Imagine that your home needed structural work, so you found someone you believed to be reputable to fix the roof, brickwork, and plumbing. You signed a contract, and were happy to see work moving along quickly. You paid your final bill. But then you found a certified letter in your mailbox: a mechanic's lien, filed by ABC Plumbing, Corp. for $8,000. It's a company you've never heard of, which claims that the general contractor who worked on your house never paid it for its services in full.
What is this document, and what can you do about it? We'll shed some light on this here.
A mechanic's lien is a document that can be publicly filed by a person or entity that improves real property, when they believe that they were not fully compensated for their work. Usually, contractors, subcontractors, or material suppliers will file liens; although architects and engineers can file them as well, in certain situations.
Let's say you had a contract with a general contractor to renovate your home for a lump sum of $20,000. The contractor did all of the work, yet you paid only $10,000. The contractor could sue you for breach of contract for the remaining $10,000, and could also file a lien on your property for that same amount.

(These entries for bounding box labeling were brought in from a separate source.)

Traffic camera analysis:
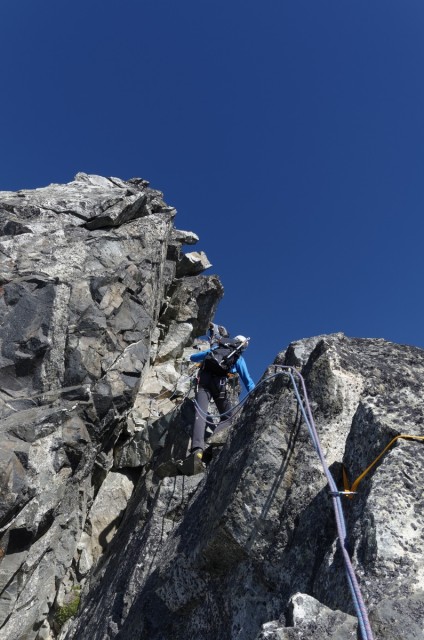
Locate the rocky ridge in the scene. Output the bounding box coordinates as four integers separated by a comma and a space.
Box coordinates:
0, 174, 424, 640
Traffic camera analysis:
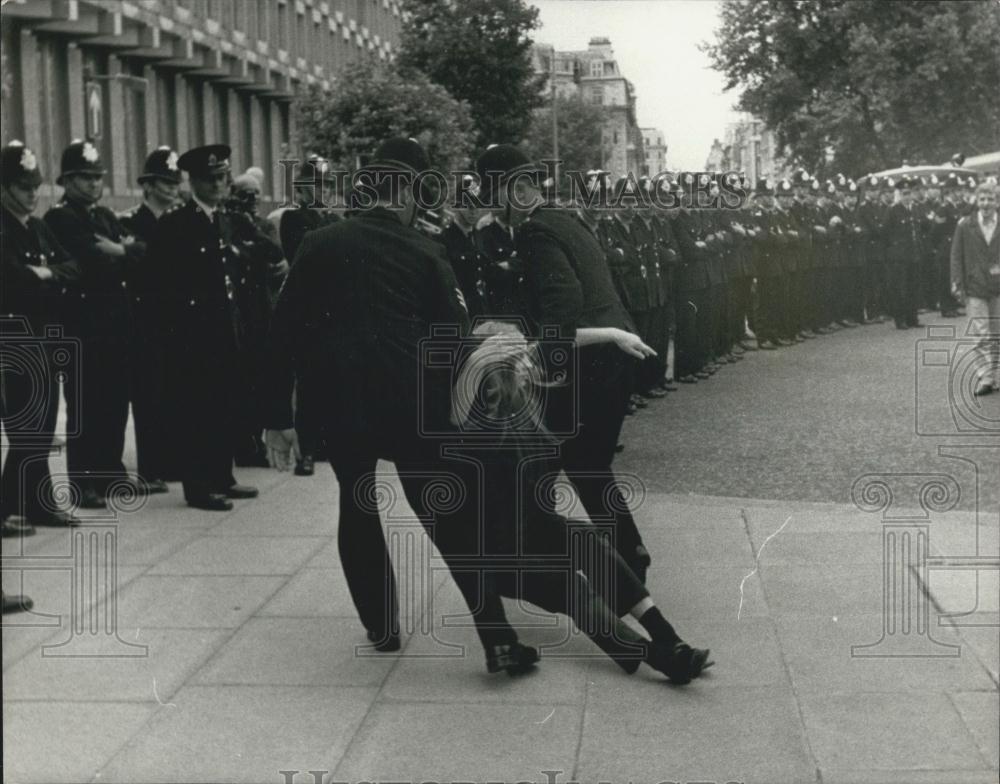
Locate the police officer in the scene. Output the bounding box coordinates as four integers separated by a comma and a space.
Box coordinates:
0, 141, 79, 532
150, 144, 257, 511
476, 144, 654, 579
45, 141, 142, 509
118, 146, 181, 493
266, 138, 538, 674
438, 174, 488, 318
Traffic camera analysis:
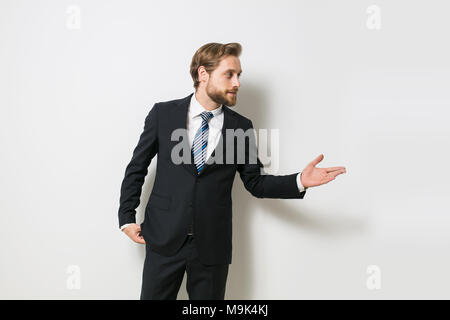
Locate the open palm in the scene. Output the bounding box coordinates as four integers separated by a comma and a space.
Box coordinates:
300, 154, 347, 188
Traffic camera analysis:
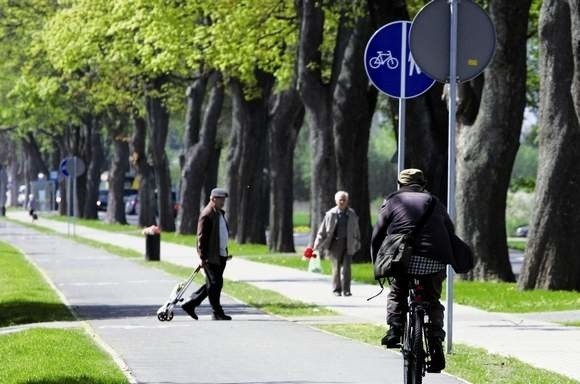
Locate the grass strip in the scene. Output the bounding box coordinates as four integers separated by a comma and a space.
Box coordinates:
5, 219, 337, 317
0, 328, 128, 384
243, 254, 580, 313
508, 237, 528, 252
0, 242, 74, 326
316, 324, 578, 384
7, 218, 580, 313
558, 321, 580, 327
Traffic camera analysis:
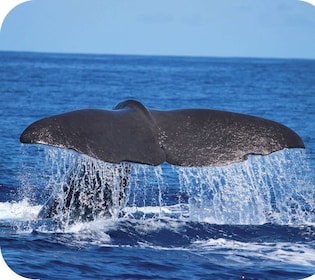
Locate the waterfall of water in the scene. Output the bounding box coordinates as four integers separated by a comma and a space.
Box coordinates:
19, 147, 315, 224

Similarly, imagine that the contractor in the above example hired a plumbing subcontractor, ABC Plumbing, Corp., for $10,000 but paid it only $2,000. The subcontractor neglected to pay the plumber the remaining $8,000. The subcontractor can sue the contractor for breach of contract, and can also file a lien directly against your property!
Liens are typically filed in the clerk's office of the county where the property is located, and thus are publicly available. They represent a cloud on your title to the home. In other words, a lien indicates to the world that the lienor has a legal interest in the property in the amount of the lien.

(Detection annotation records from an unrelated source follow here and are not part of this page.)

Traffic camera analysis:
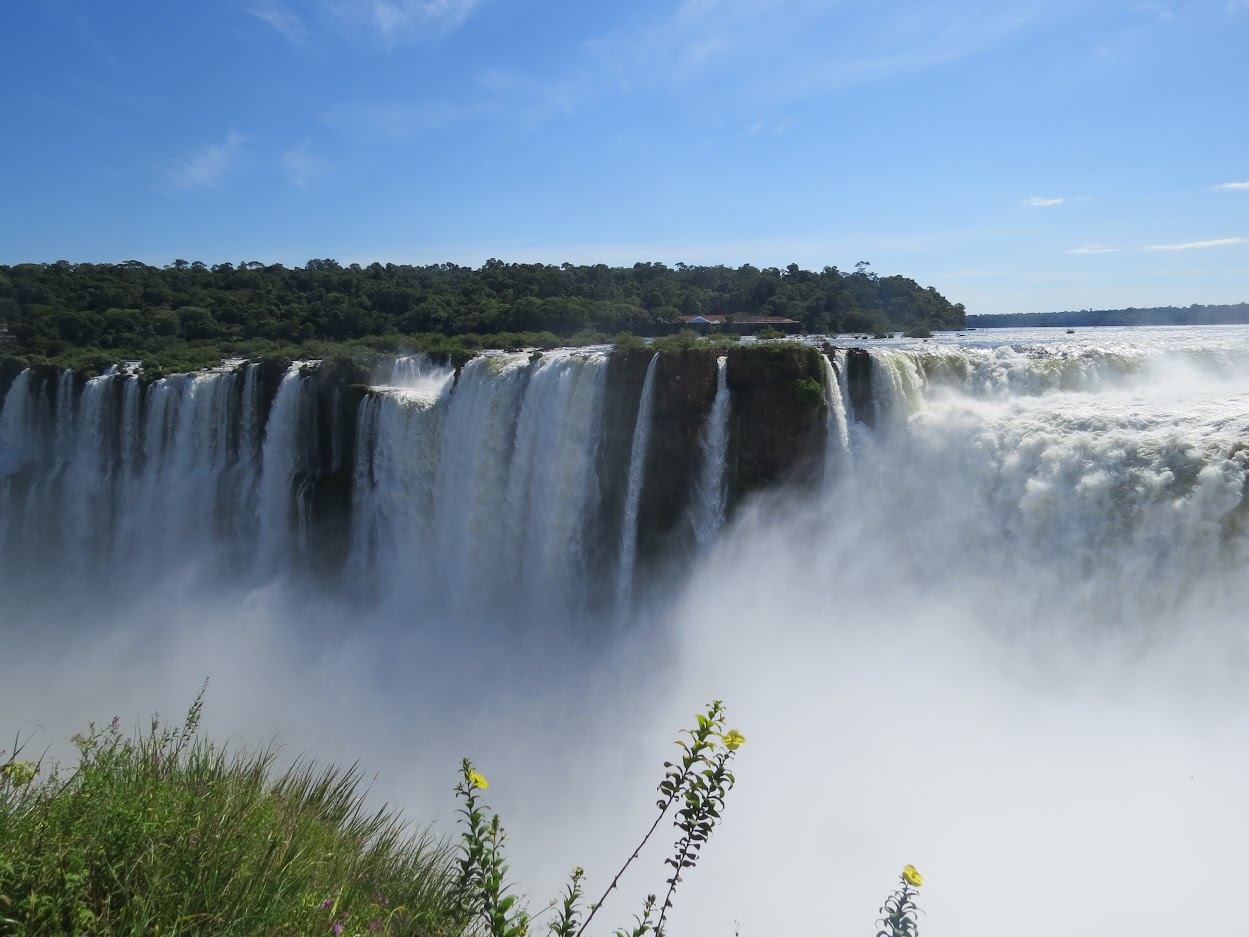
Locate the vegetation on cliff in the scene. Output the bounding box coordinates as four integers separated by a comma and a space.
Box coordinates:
0, 690, 923, 937
0, 260, 964, 371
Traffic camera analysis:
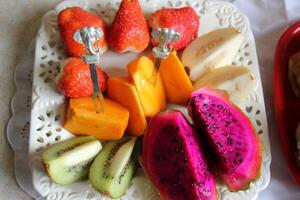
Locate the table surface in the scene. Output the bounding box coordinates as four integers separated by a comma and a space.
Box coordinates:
0, 0, 300, 200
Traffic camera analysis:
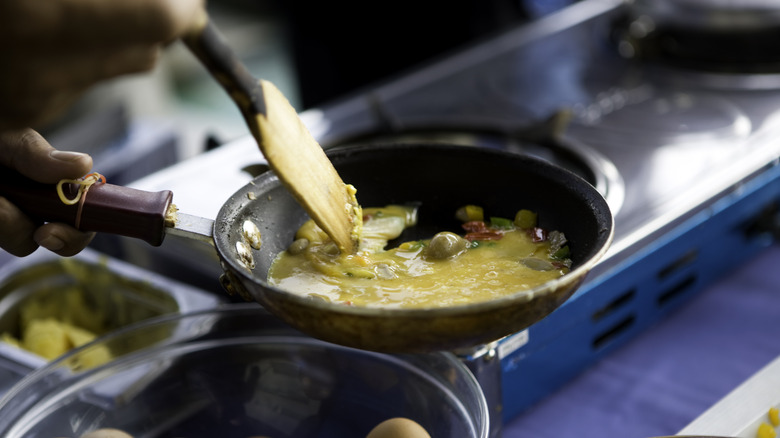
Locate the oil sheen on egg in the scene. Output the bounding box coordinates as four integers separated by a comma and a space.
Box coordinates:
366, 417, 431, 438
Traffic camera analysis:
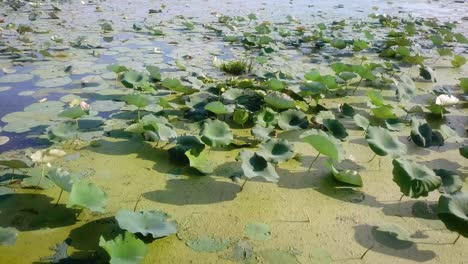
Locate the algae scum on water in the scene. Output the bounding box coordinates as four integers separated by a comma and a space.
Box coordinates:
0, 0, 468, 264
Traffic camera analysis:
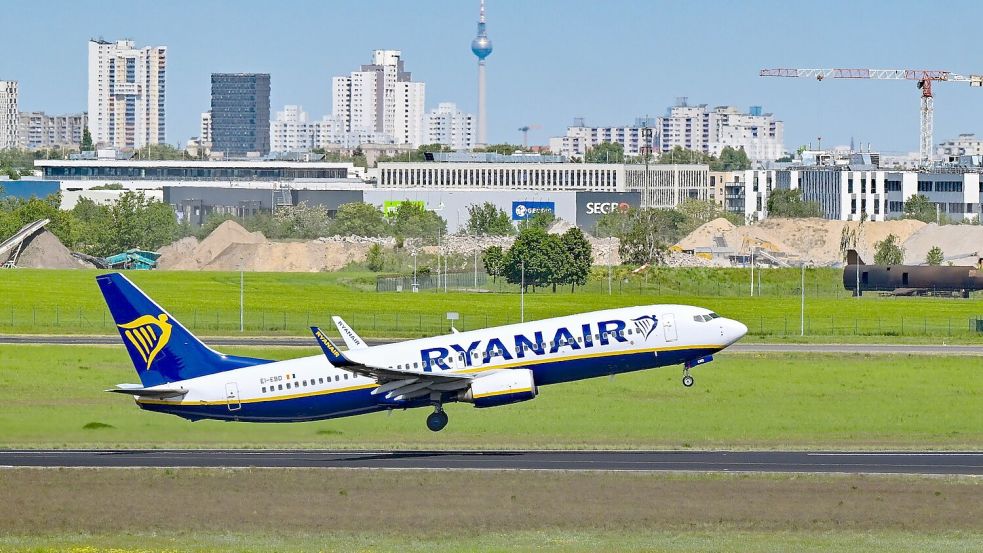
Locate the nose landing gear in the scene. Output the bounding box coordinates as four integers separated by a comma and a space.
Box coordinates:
683, 367, 695, 388
427, 403, 447, 432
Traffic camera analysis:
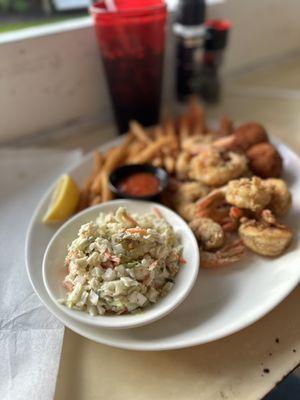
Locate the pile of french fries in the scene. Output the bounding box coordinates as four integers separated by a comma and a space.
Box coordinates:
78, 98, 232, 210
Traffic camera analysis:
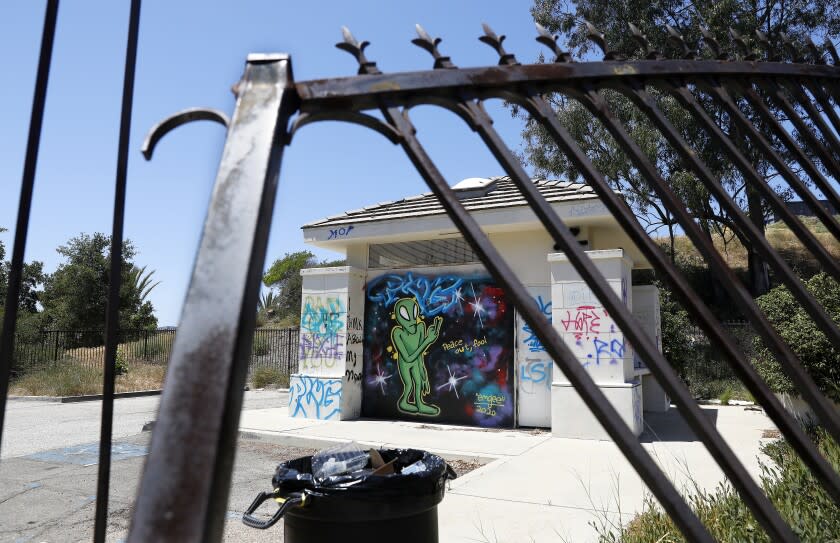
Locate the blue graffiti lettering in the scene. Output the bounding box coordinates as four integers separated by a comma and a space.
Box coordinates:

The purpose of liens is to create a relatively inexpensive, efficient mechanism for companies or individual contractors to obtain payments they are owed. Liens can give bargaining power to small outfits, for example to ensure that big owners, developers, or contractors do not cheat them. At the same time, liens can cause aggravation for homeowners, sometimes unjustly.
As a homeowner, you certainly want to remove liens from the title of your property as quickly as possible. They represent a liability and a legal risk. Liens will impede any efforts to refinance your home, and will also make it difficult if and when you want to sell. Moreover, the lienor could even attempt to foreclose on the lien; that is, file a lawsuit, possibly forcing sale of your home (though this rarely happens).
As a homeowner, you have some options for how to respond to a mechanic's lien, including:
If a subcontractor or supplier filed the lien, you should check your contract with the general contractor. The contract might require that the general contractor keep the property "lien free," meaning it's the contractor's responsibility to settle the lienor's claims. You should immediately notify the contractor, letting the contractor know that this current situation is unacceptable.
Second, if time is of the essence and you need to sell or refinance your home quickly, you can contact a surety company to obtain a lien bond. A lien bond is essentially an insurance product. Proof of the bond can be filed with the county clerk, and the lienor's lien will be attached to the bond instead of attached to your property. Essentially, lien bonds are a mechanism for clearing title to property relatively quickly.
Although it's probably not the most preferable option on your list, you can attempt to settle with the lienor directly. For example, you might offer to pay some percentage of the amount that is claimed quickly, in exchange for removal of the lien and release of all claims. Often, contractors are willing to settle for a lower amount of money rather than maintain a lien and enter into a lengthy legal battle.
Finally, you could choose to fight the lien. In other words, you could file a lawsuit to vacate or remove the lien from the property records, arguing that the lien is invalid. You might do this if you believe that the lienor is genuinely not owed any money. Perhaps you already paid in full, or the work was shoddy, or the limitations period on filing a lien has already expired.
Keep in mind that the laws surrounding mechanic's liens vary widely from one state to the next, and even from one county to the next. If a lien is filed on your property, your best course of action is to consult a construction or real estate attorney in your jurisdiction who has experience in removing mechanic's liens.